Ever since Reformation, the doctrine of "justification by faith" has been judged to be the criteria by which the church stands or falls. Specifically, the notion that God justifies the ungodly and not the righteous, is a cornerstone of the gospel. God does not announce that the righteous are truly righteous, rather, on the basis of Jesus' atoning death and glorious resurrection, and through the instrument of faith, sinful men and women are incorporated into the new redemptive moment God reveals in his Son. We become right with God because we are clothed with Christ. We are not in the process of becoming righteous, because we are identified with and participate in the Righteous One, we cannot be any more righter than we are.
Although the Protestant conception of justification was forged in a debate with the synergistic sacramentalism of Medieval Catholicism, St. Paul's own formulation of justification by faith was spawned out of his own intrepid debates with Jewish Christian missionaries who believed that Jesus just topped up the Mosaic dispensation. These Jewish Christian missionaries who made their way to Galatia even troubled Paul's Gentile converts by teaching them that they must be circumcised just like Abraham in order to be true children of Abraham. When Paul heard about this he did protest mucheth! For Paul, this was a compromise on what the Jerusalem council agreed (Acts 15) and more heinously, it was a direct affront to the gospel that both he and Peter preached (see Galatians 2). The Jewish Christian missionaries were basically advocating that you have to become a Jew in order to become a Christian. Paul's response was an emphatic, "No!" by pointing out that Abraham was right with God before he was circumcised.
Abraham is not the exemplary proselyte, but the exemplary man of faith (see Galatians 3 and Romans 4). But note that while St. Paul is attacking something we might call broadly "legalism," in another sense he was attacking a view that was ethnocentric. Paul's interlocutors believed that ethnic Israel was the locus of salvation and beyond the ethnicity, ethics, and ethos of Israel there was no salvation. While Paul agrees that salvation is "Israel-shaped," nonetheless, he recognized that God's intention was always to reach the world through Israel, so that the Gentiles might share in the blessings of Abraham (see Rom 15:8-9).

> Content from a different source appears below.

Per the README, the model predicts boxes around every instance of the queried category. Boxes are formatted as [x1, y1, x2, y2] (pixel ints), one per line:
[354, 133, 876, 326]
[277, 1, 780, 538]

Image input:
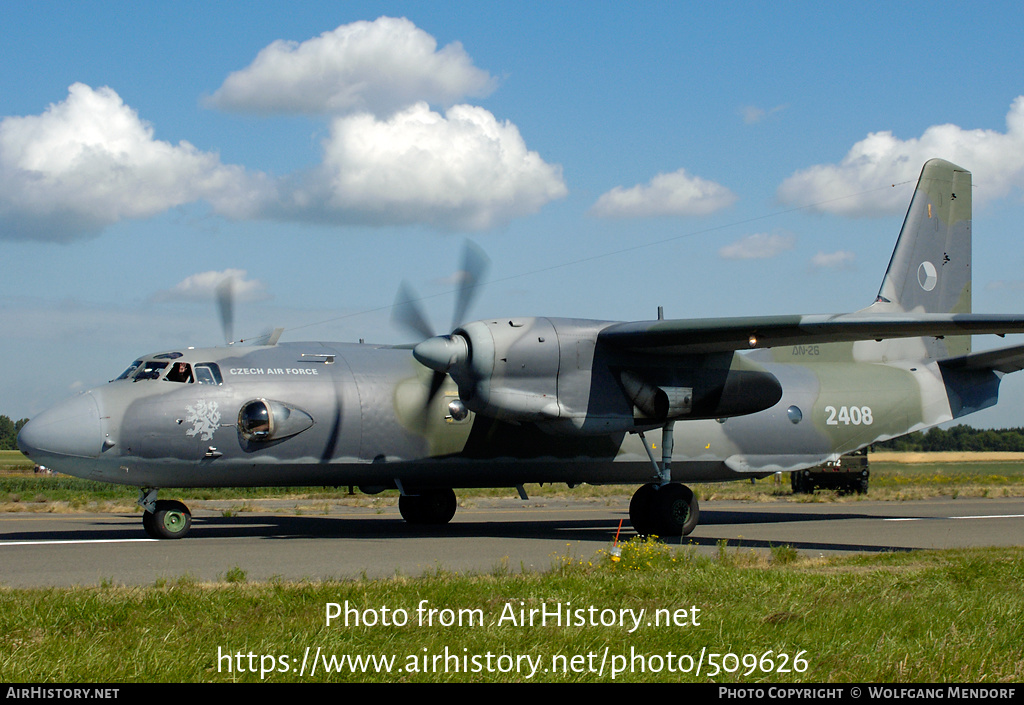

Thus, Paul's teaching about justification is really a great doctrine for the unity of the church, for unity among Jews and Gentiles, slave and free, male and female, where Christ is worshipped by people of every tribe, tongue, and nation. What is more, what binds them together in Christ is infinitely stronger than anything that can rip them apart. Ethnicity, race, and colour are no longer a barrier to fellowship. For we are all "one" in Christ Jesus, as the Keswick Conventions rightly advocate. This point was driven home to me when I read about the tragic story of a church in Rwanda during the genocide that took place in the early 1990's. Here Hutus and Tutsi tribesmen were killing each other in an appalling state of affairs. But one church refused to be drawn into the violent tribalism. Here is the story:
The history of the church provides numerous impressive testimonies of the power of the gospel to break down the wall of separation between different races and cultures. One of the most remarkable stories of this kind from recent history, emerged from the bloody conflict in Rwanda, where in 1994 members of the Hutu tribe carried out mass murders of the Tutsi tribes. At the town of Ruhanga, fifteen kilometers outside Kigali, a group of 13,500 Christians had gathered for refuge. They were of various denominations: Anglicans, Roman Catholics, Pentecostals, Baptists, and others. According to the account of a witness to the scene, “When the militias came, they ordered the Hutus and Tutsis to separate themselves by tribe. The people refused and declared that they were all one in Christ, and for that they were all killed,” gunned down en masse and dumped into mass graves. It is a disturbing story, but it is also a compelling witness to the power of the gospel to overcome ethnic division. Paul would have regarded these Rwanda martyrs as faithful witnesses to the truth of the gospel. Having been ‘crucified with Christ,’ they preferred to die rather than to deny the grace of God that had made them one in Christ.”
Cited in Richard Hays, “Galatians,” in New Interpreters Bible, 11:248 from E. Thomas, “Can These Bones Live?” SOMA (Sharing of Ministries Abroad) Newsletter (Oct 15, 1996): 1-15.
If we are to ask what "justification by faith" looks like in our churches today, it would be a church that announces that "God justifies the ungodly" and "we are all one in Christ Jesus"! May it be so!!